A ministra Rosa Weber do Supremo Tribunal Federal (STF) deu um prazo de cinco dias para que o secretário de Ciência Tecnologia e Inovação e Insumos Estratégicos do Ministério da Saúde Hélio Angotti preste esclarecimentos sobre a nota da Pasta que sugere que a vacina contra a Covid-19 e medicamentos como a hidroxicloroquina tem um processo decisório de segurança semelhantes. A ministra atendeu a um pedido do partido Rede Sustentabilidade, que também pede o afastamento de Helio Angotti da secretaria. Rosa Weber também determinou que o ministro da Saúde, Marcelo Queiroga, também apresente explicações ao STF sobre esse caso. Após a cobrança, o ministro se posicionou, minimizando a polêmica, apontando que nada vai alterar na política de vacinação contra o coronavírus, e defendendo o secretário.

No parecer, Angotti rejeita a recomendação da Conitec contra o uso do chamado kit covid no Sistema Único de Saúde (SUS).
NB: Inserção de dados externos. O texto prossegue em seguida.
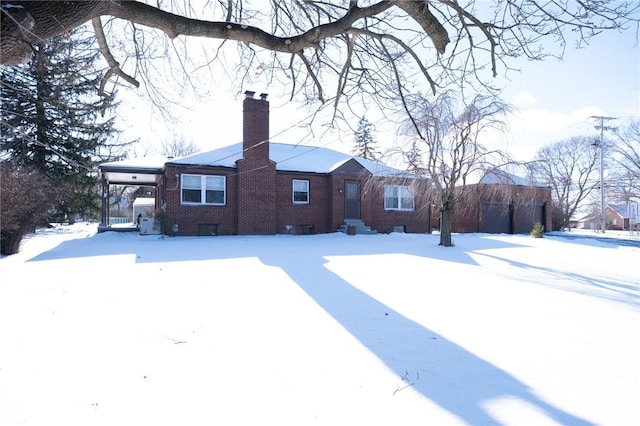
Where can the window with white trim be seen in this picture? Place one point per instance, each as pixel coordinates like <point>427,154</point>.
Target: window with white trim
<point>203,189</point>
<point>398,197</point>
<point>300,190</point>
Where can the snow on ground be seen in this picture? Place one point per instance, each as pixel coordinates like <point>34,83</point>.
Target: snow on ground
<point>118,328</point>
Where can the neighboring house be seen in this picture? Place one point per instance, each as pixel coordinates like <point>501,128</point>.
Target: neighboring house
<point>622,216</point>
<point>258,187</point>
<point>503,203</point>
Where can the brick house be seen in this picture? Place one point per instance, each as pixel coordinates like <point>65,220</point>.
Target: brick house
<point>503,203</point>
<point>622,216</point>
<point>259,187</point>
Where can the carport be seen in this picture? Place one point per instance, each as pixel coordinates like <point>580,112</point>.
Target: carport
<point>145,171</point>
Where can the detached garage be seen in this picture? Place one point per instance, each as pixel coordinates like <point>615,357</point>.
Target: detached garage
<point>503,204</point>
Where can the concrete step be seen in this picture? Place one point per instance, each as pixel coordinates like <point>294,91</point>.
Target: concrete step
<point>360,227</point>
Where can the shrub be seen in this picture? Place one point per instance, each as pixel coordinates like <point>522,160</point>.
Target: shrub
<point>538,230</point>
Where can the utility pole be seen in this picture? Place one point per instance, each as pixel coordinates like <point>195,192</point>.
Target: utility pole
<point>599,144</point>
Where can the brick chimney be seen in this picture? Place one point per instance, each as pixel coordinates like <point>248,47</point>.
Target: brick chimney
<point>256,172</point>
<point>255,127</point>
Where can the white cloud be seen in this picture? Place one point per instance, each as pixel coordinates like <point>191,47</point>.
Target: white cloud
<point>524,99</point>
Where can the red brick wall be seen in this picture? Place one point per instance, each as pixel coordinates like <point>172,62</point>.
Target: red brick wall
<point>416,221</point>
<point>190,217</point>
<point>292,217</point>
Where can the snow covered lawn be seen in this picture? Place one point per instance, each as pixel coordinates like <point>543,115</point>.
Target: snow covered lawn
<point>123,329</point>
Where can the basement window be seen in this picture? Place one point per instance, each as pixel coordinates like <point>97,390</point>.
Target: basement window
<point>398,197</point>
<point>203,189</point>
<point>300,191</point>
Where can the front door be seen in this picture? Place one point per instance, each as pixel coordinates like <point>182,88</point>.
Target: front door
<point>352,200</point>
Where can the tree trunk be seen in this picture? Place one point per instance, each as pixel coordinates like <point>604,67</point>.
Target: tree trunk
<point>446,212</point>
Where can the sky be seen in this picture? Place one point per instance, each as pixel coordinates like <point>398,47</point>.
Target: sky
<point>331,329</point>
<point>554,100</point>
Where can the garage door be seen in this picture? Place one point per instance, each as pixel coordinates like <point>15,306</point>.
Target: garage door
<point>528,215</point>
<point>496,218</point>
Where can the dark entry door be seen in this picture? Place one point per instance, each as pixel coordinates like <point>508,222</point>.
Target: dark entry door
<point>352,200</point>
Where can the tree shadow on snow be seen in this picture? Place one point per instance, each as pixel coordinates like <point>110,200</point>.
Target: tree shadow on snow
<point>462,387</point>
<point>409,349</point>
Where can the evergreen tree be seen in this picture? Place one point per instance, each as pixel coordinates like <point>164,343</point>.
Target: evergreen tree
<point>365,144</point>
<point>53,119</point>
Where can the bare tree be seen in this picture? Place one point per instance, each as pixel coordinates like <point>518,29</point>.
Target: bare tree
<point>570,168</point>
<point>449,135</point>
<point>626,153</point>
<point>332,52</point>
<point>178,146</point>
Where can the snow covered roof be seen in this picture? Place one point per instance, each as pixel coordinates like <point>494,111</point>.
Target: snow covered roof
<point>140,171</point>
<point>291,158</point>
<point>496,176</point>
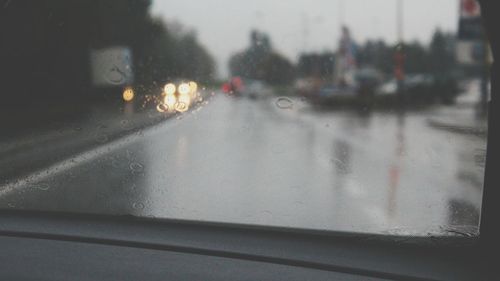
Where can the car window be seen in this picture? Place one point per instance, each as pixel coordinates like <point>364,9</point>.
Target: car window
<point>360,116</point>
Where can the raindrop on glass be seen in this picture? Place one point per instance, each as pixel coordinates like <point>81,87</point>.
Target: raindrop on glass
<point>138,206</point>
<point>284,103</point>
<point>136,167</point>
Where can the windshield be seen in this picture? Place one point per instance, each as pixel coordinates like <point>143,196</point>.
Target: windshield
<point>360,116</point>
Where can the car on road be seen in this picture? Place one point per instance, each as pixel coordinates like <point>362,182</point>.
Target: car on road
<point>178,95</point>
<point>422,88</point>
<point>245,87</point>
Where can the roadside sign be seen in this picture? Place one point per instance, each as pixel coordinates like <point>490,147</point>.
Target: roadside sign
<point>111,66</point>
<point>470,26</point>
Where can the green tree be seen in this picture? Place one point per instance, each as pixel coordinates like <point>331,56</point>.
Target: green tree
<point>260,61</point>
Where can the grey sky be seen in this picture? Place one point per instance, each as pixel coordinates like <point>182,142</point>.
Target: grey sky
<point>294,25</point>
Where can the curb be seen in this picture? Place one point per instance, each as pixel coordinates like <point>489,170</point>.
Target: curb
<point>480,131</point>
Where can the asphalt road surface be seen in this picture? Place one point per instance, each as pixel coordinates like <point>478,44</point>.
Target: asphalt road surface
<point>277,162</point>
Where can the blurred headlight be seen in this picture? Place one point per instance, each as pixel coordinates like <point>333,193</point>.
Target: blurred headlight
<point>193,86</point>
<point>170,101</point>
<point>184,89</point>
<point>128,94</point>
<point>169,89</point>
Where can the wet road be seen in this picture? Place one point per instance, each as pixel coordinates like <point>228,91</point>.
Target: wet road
<point>278,163</point>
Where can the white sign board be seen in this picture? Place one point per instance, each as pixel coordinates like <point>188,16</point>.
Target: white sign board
<point>111,66</point>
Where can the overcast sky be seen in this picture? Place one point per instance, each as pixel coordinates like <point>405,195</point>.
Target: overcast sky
<point>223,26</point>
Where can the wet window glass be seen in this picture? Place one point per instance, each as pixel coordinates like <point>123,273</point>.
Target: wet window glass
<point>359,116</point>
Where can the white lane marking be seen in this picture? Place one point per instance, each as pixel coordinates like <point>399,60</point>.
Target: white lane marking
<point>76,160</point>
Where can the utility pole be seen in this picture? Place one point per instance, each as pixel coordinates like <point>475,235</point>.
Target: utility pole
<point>305,32</point>
<point>399,56</point>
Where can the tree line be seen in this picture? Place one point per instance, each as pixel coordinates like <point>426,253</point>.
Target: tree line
<point>261,61</point>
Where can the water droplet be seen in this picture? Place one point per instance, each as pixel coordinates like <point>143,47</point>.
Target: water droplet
<point>136,167</point>
<point>181,106</point>
<point>284,103</point>
<point>101,138</point>
<point>41,186</point>
<point>162,107</point>
<point>115,76</point>
<point>138,205</point>
<point>125,123</point>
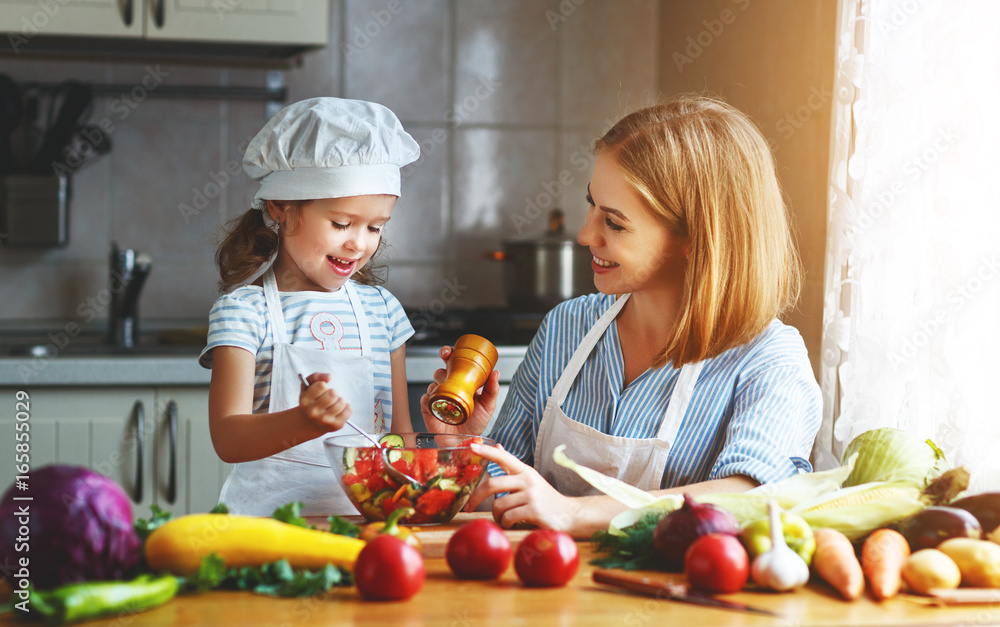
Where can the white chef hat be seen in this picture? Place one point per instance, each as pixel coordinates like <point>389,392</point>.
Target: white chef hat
<point>329,148</point>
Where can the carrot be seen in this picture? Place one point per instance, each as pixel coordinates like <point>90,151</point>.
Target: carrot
<point>882,557</point>
<point>834,560</point>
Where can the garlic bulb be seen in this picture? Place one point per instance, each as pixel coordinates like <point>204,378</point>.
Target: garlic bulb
<point>781,568</point>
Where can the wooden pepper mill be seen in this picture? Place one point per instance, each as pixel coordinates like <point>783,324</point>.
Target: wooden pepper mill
<point>469,366</point>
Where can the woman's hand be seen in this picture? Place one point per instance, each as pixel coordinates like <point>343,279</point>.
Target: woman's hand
<point>530,498</point>
<point>485,403</point>
<point>321,405</point>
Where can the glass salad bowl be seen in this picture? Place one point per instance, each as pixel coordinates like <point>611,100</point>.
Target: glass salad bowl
<point>445,469</point>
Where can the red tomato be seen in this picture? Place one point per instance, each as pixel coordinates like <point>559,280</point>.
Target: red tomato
<point>389,569</point>
<point>547,558</point>
<point>717,562</point>
<point>478,550</point>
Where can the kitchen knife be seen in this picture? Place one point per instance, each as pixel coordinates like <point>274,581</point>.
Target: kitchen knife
<point>671,591</point>
<point>75,108</point>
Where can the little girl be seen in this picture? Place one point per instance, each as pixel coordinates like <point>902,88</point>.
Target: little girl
<point>329,176</point>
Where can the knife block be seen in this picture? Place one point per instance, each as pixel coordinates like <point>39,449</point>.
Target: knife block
<point>34,210</point>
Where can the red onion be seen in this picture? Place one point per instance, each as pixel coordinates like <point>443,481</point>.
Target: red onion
<point>680,528</point>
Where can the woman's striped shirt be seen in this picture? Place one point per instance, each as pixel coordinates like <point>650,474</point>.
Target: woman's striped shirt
<point>756,408</point>
<point>320,320</point>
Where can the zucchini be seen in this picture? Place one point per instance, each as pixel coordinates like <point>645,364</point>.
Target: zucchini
<point>179,545</point>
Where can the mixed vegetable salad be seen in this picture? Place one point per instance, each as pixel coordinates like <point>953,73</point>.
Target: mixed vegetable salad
<point>447,477</point>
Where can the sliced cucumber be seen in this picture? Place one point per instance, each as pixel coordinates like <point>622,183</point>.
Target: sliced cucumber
<point>392,440</point>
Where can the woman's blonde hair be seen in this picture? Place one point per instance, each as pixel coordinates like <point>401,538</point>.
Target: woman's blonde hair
<point>707,173</point>
<point>249,243</point>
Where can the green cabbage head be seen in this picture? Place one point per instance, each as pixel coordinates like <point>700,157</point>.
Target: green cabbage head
<point>888,454</point>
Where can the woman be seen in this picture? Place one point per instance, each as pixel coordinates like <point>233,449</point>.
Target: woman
<point>678,375</point>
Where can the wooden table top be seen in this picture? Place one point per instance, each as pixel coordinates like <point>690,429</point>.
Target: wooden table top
<point>445,600</point>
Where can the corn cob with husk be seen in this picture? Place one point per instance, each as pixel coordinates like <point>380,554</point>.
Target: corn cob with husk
<point>858,510</point>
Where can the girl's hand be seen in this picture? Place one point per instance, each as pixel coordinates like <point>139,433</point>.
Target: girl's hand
<point>530,498</point>
<point>321,405</point>
<point>485,403</point>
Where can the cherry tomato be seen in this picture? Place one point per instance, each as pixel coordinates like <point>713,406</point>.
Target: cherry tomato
<point>478,550</point>
<point>547,558</point>
<point>388,569</point>
<point>717,562</point>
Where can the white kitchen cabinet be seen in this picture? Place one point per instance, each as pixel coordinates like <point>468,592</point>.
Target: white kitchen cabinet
<point>102,18</point>
<point>302,22</point>
<point>154,442</point>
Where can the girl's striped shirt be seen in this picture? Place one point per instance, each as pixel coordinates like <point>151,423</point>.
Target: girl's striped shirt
<point>320,320</point>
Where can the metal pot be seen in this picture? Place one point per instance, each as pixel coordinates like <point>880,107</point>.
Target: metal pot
<point>541,272</point>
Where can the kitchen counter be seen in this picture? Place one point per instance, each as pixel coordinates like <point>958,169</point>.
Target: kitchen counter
<point>182,369</point>
<point>444,600</point>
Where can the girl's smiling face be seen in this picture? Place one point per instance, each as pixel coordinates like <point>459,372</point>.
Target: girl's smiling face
<point>632,249</point>
<point>325,241</point>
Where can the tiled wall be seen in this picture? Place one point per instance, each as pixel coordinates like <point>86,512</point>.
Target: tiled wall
<point>504,96</point>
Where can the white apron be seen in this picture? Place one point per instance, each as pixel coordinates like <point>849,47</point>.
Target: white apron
<point>302,472</point>
<point>640,462</point>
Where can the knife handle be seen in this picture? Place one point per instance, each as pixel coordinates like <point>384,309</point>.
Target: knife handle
<point>638,583</point>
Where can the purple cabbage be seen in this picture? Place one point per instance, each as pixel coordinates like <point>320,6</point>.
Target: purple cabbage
<point>80,527</point>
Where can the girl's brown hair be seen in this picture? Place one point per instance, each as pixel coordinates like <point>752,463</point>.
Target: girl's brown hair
<point>707,173</point>
<point>249,243</point>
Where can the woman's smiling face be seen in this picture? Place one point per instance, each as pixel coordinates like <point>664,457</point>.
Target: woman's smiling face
<point>326,241</point>
<point>632,249</point>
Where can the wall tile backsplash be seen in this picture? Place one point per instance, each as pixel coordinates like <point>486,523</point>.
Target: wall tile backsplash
<point>504,96</point>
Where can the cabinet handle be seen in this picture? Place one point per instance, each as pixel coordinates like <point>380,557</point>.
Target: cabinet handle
<point>157,8</point>
<point>172,470</point>
<point>139,415</point>
<point>127,12</point>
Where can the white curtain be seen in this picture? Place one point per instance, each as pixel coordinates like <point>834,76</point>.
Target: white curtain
<point>911,323</point>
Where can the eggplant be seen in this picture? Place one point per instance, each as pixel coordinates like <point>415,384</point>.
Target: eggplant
<point>985,507</point>
<point>930,527</point>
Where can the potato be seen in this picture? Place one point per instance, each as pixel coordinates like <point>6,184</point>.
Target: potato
<point>978,561</point>
<point>930,568</point>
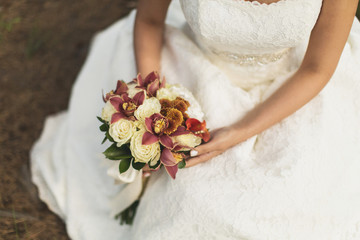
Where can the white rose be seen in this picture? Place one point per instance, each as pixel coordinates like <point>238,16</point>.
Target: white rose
<point>107,111</point>
<point>121,131</point>
<point>189,140</point>
<point>148,108</point>
<point>165,93</point>
<point>144,153</point>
Uma tabela na primeira versão do documento indicava que a hidroxicloroquina era eficaz no combate ao coronavírus e a vacina não. O documento do Ministério da Saúde foi muito criticado e, diante da repercussão, a Pasta decidiu publicar uma nova versão para dar maior clareza ao conteúdo e evitar interpretações equivocadas. A única mudança na nota foi a remoção da tabela que tratava da eficácia da hidroxicloroquina.

O ministro da Saúde, Marcelo Queiroga, disse que não deve se manifestar sobre um processo em andamento, mas que isso não muda a política de vacinação do país. “Se eu fizer aqui um juízo de valor acerca do inteiro teor dessa portaria, que é de competência do secretário, invade nulidade esse procedimento administrativo. Então é necessário que haja um recurso para que o ministro possa se manifestar. Agora, do ponto de vista prático, o que vai alterar o rumo do enfrentamento à pandemia, em relação a vacinas, que é a polêmica: o Brasil é um dos cinco países que mais distribui doses de vacina com a sua população”, pontuou.